Quando o presidente americano George W. Bush, em coletiva conjunta com o presidente Vladimir Putin, levantou a questão da falta de liberdade de imprensa na Rússia, dois jornalistas russos se opuseram, mencionando casos de falta de liberdade de imprensa também nos EUA. Como aponta Peter Baker, do Washington Post [25/2/05], não por acaso, ambos faziam parte do seleto grupo de profissionais de imprensa que acompanham Putin. ‘Nossa mídia regional e local comumente critica o governo’, disse um deles. Mas os repórteres da comitiva do presidente russo não podem se dar ao luxo de criticá-lo, pois trabalham para veículos controlados pelo Estado ou totalmente fiéis a ele.
A realidade da Rússia hoje é que os canais de televisão dão notícias aprovadas previamente pelo Kremlin. As perguntas dos jornalistas a autoridades muitas vezes são combinadas de acordo com a conveniência delas. A justiça existe, mas raramente um tribunal se atreve a condenar o governo. Nas eleições, a oposição que representar algum tipo de ameaça é, de alguma forma, tirada do páreo, e o parlamento se reúne apenas para sancionar o que o grupo de Putin determina.

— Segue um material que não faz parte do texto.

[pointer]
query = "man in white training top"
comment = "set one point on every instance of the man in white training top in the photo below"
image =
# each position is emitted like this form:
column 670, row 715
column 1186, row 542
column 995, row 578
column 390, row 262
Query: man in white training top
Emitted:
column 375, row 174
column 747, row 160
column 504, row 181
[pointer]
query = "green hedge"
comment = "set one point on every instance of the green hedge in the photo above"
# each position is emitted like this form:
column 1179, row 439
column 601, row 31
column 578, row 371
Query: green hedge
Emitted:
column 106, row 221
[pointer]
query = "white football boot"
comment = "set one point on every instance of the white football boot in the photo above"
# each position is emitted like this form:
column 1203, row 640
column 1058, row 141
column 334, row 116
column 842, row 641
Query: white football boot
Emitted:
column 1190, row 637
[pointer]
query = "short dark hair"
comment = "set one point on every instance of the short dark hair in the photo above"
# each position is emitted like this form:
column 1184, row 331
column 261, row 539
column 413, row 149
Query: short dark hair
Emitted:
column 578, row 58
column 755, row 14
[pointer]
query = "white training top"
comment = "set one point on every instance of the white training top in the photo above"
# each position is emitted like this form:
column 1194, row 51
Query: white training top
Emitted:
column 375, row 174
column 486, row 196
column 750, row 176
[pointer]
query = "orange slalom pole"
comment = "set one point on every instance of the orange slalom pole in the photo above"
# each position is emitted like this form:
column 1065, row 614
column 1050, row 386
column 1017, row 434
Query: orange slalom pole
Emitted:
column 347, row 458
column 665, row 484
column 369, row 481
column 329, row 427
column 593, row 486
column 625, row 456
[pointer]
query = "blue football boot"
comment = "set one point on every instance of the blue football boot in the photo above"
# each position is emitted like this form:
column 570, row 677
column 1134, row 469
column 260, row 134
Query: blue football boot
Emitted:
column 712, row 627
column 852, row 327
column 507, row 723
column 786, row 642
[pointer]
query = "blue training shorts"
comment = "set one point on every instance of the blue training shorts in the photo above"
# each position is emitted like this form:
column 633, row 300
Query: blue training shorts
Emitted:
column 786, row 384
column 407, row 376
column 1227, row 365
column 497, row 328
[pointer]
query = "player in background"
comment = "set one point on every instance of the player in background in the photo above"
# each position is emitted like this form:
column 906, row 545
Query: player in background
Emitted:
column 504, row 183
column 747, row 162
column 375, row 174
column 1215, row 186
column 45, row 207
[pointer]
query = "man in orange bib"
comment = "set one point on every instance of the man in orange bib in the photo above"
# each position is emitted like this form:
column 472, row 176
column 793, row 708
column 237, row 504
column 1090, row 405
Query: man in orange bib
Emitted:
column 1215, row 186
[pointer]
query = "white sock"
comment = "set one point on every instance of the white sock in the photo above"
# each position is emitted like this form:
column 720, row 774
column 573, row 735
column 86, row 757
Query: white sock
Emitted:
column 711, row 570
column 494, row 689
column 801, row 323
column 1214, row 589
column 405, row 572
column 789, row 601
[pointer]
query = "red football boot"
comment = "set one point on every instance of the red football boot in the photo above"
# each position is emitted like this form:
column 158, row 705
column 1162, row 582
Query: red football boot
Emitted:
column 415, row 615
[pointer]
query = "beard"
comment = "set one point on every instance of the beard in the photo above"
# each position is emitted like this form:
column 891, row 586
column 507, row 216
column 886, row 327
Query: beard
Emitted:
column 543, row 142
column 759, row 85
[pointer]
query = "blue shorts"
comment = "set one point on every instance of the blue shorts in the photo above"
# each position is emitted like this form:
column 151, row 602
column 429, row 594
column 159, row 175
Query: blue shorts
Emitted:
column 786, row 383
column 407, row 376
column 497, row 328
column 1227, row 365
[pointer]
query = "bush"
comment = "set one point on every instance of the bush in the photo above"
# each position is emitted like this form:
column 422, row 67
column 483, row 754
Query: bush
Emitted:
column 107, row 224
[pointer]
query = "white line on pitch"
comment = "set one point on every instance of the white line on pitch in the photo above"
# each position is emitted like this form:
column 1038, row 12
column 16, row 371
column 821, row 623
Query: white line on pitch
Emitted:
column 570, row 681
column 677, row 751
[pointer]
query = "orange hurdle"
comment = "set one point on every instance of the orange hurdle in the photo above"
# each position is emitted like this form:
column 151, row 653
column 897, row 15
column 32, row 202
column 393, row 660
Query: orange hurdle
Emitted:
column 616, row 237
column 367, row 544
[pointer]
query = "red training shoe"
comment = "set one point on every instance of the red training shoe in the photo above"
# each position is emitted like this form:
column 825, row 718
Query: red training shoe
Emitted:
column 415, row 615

Um dos jornalistas que discutiram com Bush trabalha para o Kommersant, jornal que pertence a um inimigo do presidente, Boris Berezovsky, mas escreveu dois livros, sobre a atual política russa, que agradam ao Kremlin. O outro repórter, que questionou o presidente sobre ‘as violações de direitos dos jornalistas nos EUA’ e sobre ‘o fato de que alguns jornalistas americanos foram demitidos’, é da agência Interfax, que segue estritamente as ordens do governo russo. Bush respondeu que, nos EUA, os jornalistas não são demitidos pelo governo, mas pelos seus veículos.
Marcação cerrada
Já na Rússia, há muitos exemplos de como o Estado intervém diretamente para calar jornalistas. Basta relembrar o caso da única rede independente que havia no país, NTV, comprada ‘à força’ por uma empresa estatal. Quando seus funcionários demitidos conseguiram um outro canal para trabalhar, o TV-6, o governo o fechou rapidamente. Como mesmo assim não desistiram e retomaram seu projeto com uma rede chamada TVS, o ministro de Imprensa de Putin a interditou também, substituindo-a por um canal de esportes. Em 2002, o diretor-geral da NTV, já sob controle oficial, também foi demitido porque não agradou a Putin a cobertura da rede para a invasão de um teatro moscovita por terroristas chechenos. O tipo de postura da presidência russa com relação à imprensa fica claro no próprio sítio do Kremlin, onde a transcrição da coletiva de Bush e Putin foi publicada, mas com todas as falas do americano apagadas.